Scientists from Jilin University, the Center for High Pressure Science and Technology Advanced Research, and Skoltech have synthesized lanthanum-cerium polyhydride, a material that promises to facilitate studies of near-room-temperature superconductivity. It offers a compromise between the polyhydrides of lanthanum and cerium in terms of how much cooling and pressure it requires. This enables easier experiments, which might one day lead scientists to compounds that conduct electricity with zero resistance at ambient conditions—an engineering dream many years in the making. The study was published in Nature Communications.
One of the most intriguing unsolved questions in modern physics is: Can we make a material that conducts electricity with zero resistance (superconducts) at room temperature and atmospheric pressure?

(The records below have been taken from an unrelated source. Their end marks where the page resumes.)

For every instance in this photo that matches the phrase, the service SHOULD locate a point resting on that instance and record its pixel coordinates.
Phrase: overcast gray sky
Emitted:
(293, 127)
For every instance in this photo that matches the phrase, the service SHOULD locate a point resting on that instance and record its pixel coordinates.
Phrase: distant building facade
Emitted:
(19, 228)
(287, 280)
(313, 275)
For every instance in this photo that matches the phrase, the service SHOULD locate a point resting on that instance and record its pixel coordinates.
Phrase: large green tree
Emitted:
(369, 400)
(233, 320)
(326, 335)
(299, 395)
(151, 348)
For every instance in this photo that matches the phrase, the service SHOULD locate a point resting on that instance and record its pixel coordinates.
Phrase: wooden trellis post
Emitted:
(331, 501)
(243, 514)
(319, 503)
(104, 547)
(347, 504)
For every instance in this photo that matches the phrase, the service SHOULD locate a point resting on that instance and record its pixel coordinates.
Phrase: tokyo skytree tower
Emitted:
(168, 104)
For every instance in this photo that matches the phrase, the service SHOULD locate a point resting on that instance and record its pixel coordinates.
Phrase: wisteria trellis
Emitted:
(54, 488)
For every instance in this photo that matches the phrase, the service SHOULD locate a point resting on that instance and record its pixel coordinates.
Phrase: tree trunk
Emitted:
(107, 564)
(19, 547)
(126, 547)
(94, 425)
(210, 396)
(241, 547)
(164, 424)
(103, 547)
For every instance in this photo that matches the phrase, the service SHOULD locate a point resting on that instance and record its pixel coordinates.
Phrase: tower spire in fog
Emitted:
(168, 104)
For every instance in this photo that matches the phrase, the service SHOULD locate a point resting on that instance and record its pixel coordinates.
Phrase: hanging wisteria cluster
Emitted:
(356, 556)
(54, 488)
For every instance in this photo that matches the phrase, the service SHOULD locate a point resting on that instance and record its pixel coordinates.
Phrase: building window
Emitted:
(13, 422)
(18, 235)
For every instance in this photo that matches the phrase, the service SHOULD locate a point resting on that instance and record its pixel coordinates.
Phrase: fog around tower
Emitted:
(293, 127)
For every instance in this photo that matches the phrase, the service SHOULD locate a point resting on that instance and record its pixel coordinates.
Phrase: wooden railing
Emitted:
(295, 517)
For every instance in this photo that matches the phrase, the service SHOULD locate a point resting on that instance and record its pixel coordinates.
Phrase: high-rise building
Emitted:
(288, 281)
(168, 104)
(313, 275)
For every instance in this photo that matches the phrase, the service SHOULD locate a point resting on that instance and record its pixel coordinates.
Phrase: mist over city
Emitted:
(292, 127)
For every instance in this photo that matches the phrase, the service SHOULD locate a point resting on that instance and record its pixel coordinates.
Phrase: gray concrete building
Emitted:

Such a superconductor would enable power grids with unprecedented efficiency, ultrafast microchips, and electromagnets so powerful they could levitate trains or control fusion reactors.
In their search, scientists are probing multiple classes of materials, slowly nudging up the temperature they superconduct at and decreasing the pressure they require to remain stable. One such group of materials is polyhydrides—compounds with extremely high hydrogen content. At −23°C, the current champion for high-temperature superconductivity is a lanthanum polyhydride with the formula LaH10. The trade-off: It requires the pressure of 1.5 million atmospheres. At the opposite end of the spectrum, cuprates are a class of materials that superconduct under normal atmospheric pressure but require cooler temperatures —no more than −140°.